Duisburg. . Wer lange trank und endlich trocken ist, hat nur die eine Hälfte des Wegs geschafft. Die andere heißt: Abstinent bleiben. Damit das gelingt, gibt es in Duisburg TAbs, ein Angebot für mehr Tagesstruktur. Damit keiner vor Langeweile auf dumme Gedanken kommt.

Aus dem linken Backofen duftet es bereits nach Kuchen, auf dem rechten Herd köchelt die Füllung für die Gemüselasagne und verführt die Nase mit einer leichten Zwiebelnote. Einer rührt, einer spült, einer schnippelt - und dazwischen trinken sie Kaffee, quatschen, und freuen sich auf das gemeinsame Abendessen: Kochrunde im TAbs.
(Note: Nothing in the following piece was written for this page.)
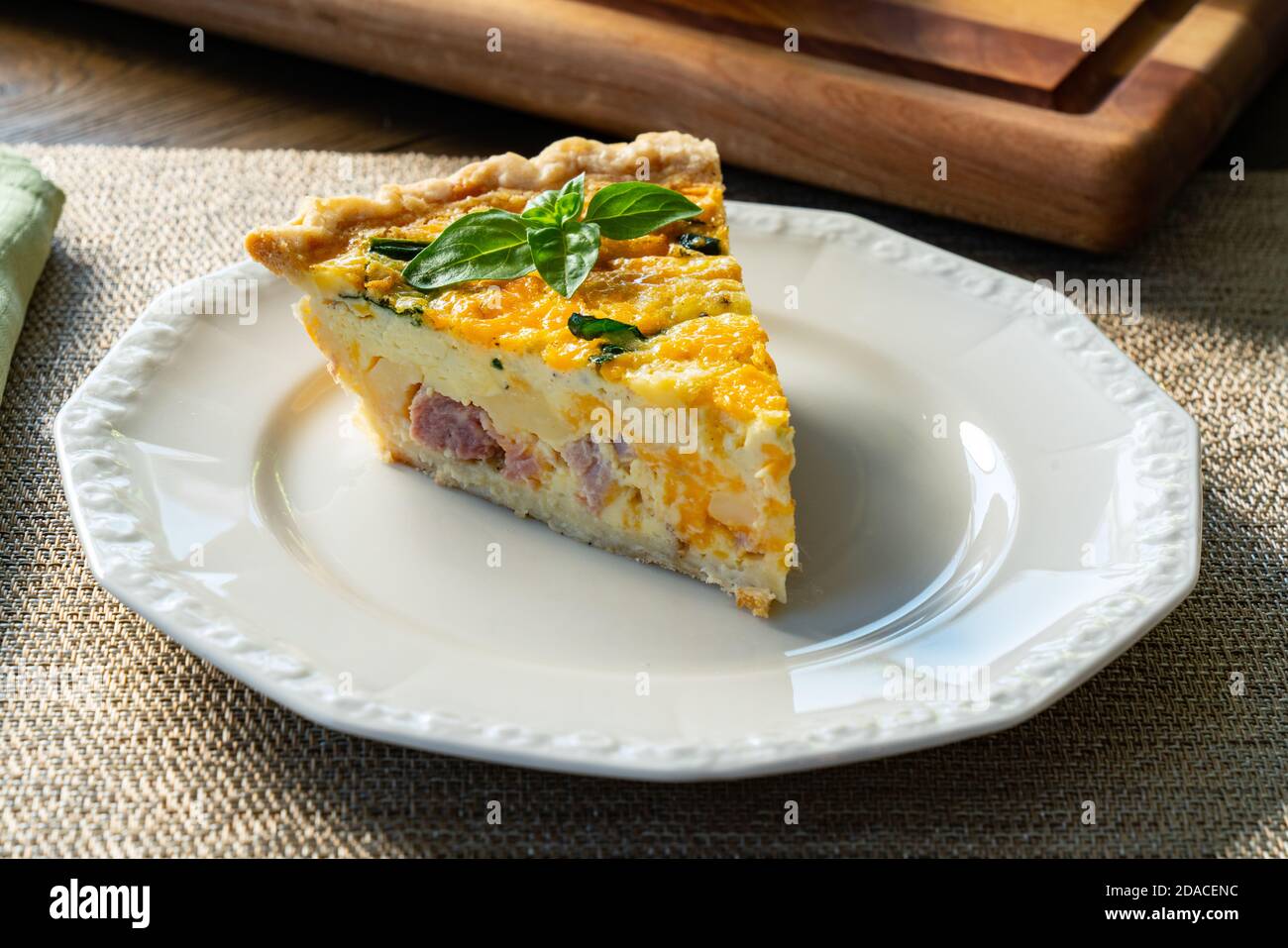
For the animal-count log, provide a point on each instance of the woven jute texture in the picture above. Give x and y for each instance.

„TAbs“ steht für „Tagesstruktur und Abstinenz“ und bietet Menschen tagesgestaltende Aktivitäten an, die sucht- oder psychisch krank sind und ambulant betreut wohnen. Die also allein leben, meist keine Arbeit haben und mit sich und ihrer Zeit wenig anzufangen wissen. Erst vor wenigen Wochen wurden die Räume an der Mülheimer Straße eröffnet, einige der Angebote gab es zuvor im Haus Werth der AHG, dem Träger des TAbs. Dort sah man, dass viele Menschen nach langer Suchterfahrung Probleme haben, ihren Tag rumzukriegen, Kontakte zu pflegen. Und das gilt nicht nur für die Klienten der AHG. Das TAbs will sich auch für Klienten von kleineren Anbietern des Ambulant Betreuten Wohnens öffnen, dafür wird gerade die Werbetrommel gerührt. Die Finanzierung übernimmt dann der LVR.

Kreativangebote mit Holz und Ytong

„Wenn Menschen auf sich zurückgeworfen sind, können sie auf dumme Gedanken kommen, wir wollen mit unserem Angebot die Rückfallgefahr minimieren“, erklärt Bernhard Bihn. Er ist eigentlich Steinbildhauermeister und Informatiker - all sein Wissen kommt künftig den Besuchern des TAbs zugute, denn Bihn wird für viele der Kreativangebote verantwortlich zeichnen.

Betreuung und Rehabilitation

Träger des TAbs ist die Allgemeine Hospitalgesellschaft mit Sitz in Düsseldorf, die in elf Bundesländern über 40 Kliniken, Ambulanzen und Therapiezentren betreibt.

Das AHG Adaptionshaus TPR Duisburg kümmert sich um medizinische Rehabilitation und die Wiedereingliederung Suchtkranker in den Arbeitsmarkt. Hier gibt es 28 stationäre Plätze sowie rund 60 im Ambulant Betreuten Wohnen.

Das Haus Werth ist ein Soziotherapeutisches Zentrum zur stationären Langzeitbetreuung von alkohol- oder medikamentenabhängigen Menschen mit 28 stationären Plätzen und 15 im Ambulant Betreuten Wohnen. Weitere Infos: www.ahg.de, Kontakt: 49 203 31763-0.

Aktuell besucht er die potenziellen Klienten, lernt ihre Interessen und Vorlieben kennen, will daraus passende Angebote stricken - kreative Arbeiten mit Holz, Speckstein oder Ytong, Malerei auch - „es muss hier aber erst mal dreckig werden“, betont Bihn angesichts der schön renovierten hellen Räume, die noch so gar nicht nach Werkstatt aussehen. Ausflüge, Film- und Spielabende sind geplant, erzählt seine Kollegin Bianca Jung, dienstags gibt es ein Café, den Kuchen dazu backt die Kochgruppe montags. Bald soll jeden Tag Leben in der Bude sein, hoffen Bihn und Jung. Die Diplom-Sozialpädagogin hat schon im Haus Werth gekocht und die Bedeutung erkannt: Mal nicht allein essen müssen, was gesundes kochen, überhaupt einen festen Termin am Tag haben. Gerade hat sie drei Rezepte im Blick - Lasagne, Buchteln zum Dessert und den Kuchen für den nächsten Tag koordiniert sie.

Der langjährige Alkoholmissbrauch hat bei vielen der Klienten Spuren hinterlassen, körperlich wie seelisch. Einer frohlockt, dass er jetzt nur noch abhängig ist von Käsekuchen. Aber Horst Müller macht sich nichts vor. Er trank seit der Schulzeit, hat sich nie um irgendwas gekümmert, „das wird sich auch nicht mehr ändern“. Der 58-Jährige rührt gewissenhaft die Eischneemasse in den Teig. Zwar ist er seit zehn Jahren trocken, aber ohne Unterstützung der AHG würde es nicht gehen, sagt er. Und fügt Kakao hinzu.